The 12-Step program teaches you a lot, she says. "You learn to take care of yourself. Within three meetings you realize you aren't alone. And you learn it's not your job to deal with the alcoholic's problem. That just enables the alcoholic."

"Some people never get it," 'Yvette' said. You can't change anyone else, and change leads to recovery. Part of the philosophy of change is "let it begin with me." When you are happy and content with yourself, she said, you will be happy together. Her children aren't sure about the recovery thing, but they also aren't torn between their dad's behavior and their mom's reaction.
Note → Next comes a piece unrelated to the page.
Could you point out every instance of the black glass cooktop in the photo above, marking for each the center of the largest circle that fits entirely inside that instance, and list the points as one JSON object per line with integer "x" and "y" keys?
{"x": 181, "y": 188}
Last year when 'Yvette' was working with women at the EOCC (Eastern Ohio Correction facility) the women asked, "What about my kids? They need help, too." 'Yvette' and another woman started Columbiana County's first and only Ala-Teen group. There was a need.
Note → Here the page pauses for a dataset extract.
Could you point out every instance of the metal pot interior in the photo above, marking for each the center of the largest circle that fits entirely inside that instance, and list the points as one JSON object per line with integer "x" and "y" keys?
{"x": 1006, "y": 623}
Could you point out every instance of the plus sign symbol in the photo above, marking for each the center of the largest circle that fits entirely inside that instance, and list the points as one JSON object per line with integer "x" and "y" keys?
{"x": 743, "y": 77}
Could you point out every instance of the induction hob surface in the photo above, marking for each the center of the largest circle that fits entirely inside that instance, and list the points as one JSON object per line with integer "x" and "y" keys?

'Rachel' said AlaTeen has helped her to gain an understanding of alcoholism, the disease. She was told, like cancer, it is an illness. But she struggled with that for a while. "Cancer isn't something someone does to themselves. It's not something they can control. Alcoholism is different. You do that to yourself." But she did come to terms with it. Alcoholism is a disease. And though she still is angry with her dad, she understands better and has a better attitude.

Ala-Teen has changed her attitude. She and her mother talk to each other, communicate with each other these days. "I told my mom she's my best friend. She told me I'm HER best friend." The teen smiles with her eyes so you know it's true, she's content with herself now and is happy again. Not without issues, but in a much better place than she was a year ago. She is friendlier than she used to be. "You don't know when you look at someone, what they've been through." You get a much better view of things during the group discussions at the meetings.

To other teens her message is if you are sad, depressed, angry, come to a meeting. You have to come to more than one to start to see a difference. Another component of the recovery philosophy is to "take what you can use and leave the rest."

'Rachel' said, "I listen to what others say and every time I take a part of it and think about it." Those parts that she takes speak to her because of her own similar experiences and help her to grow in her recovery. The group discussions are about alcoholism, but you can talk to your sponsor about anything, one on one.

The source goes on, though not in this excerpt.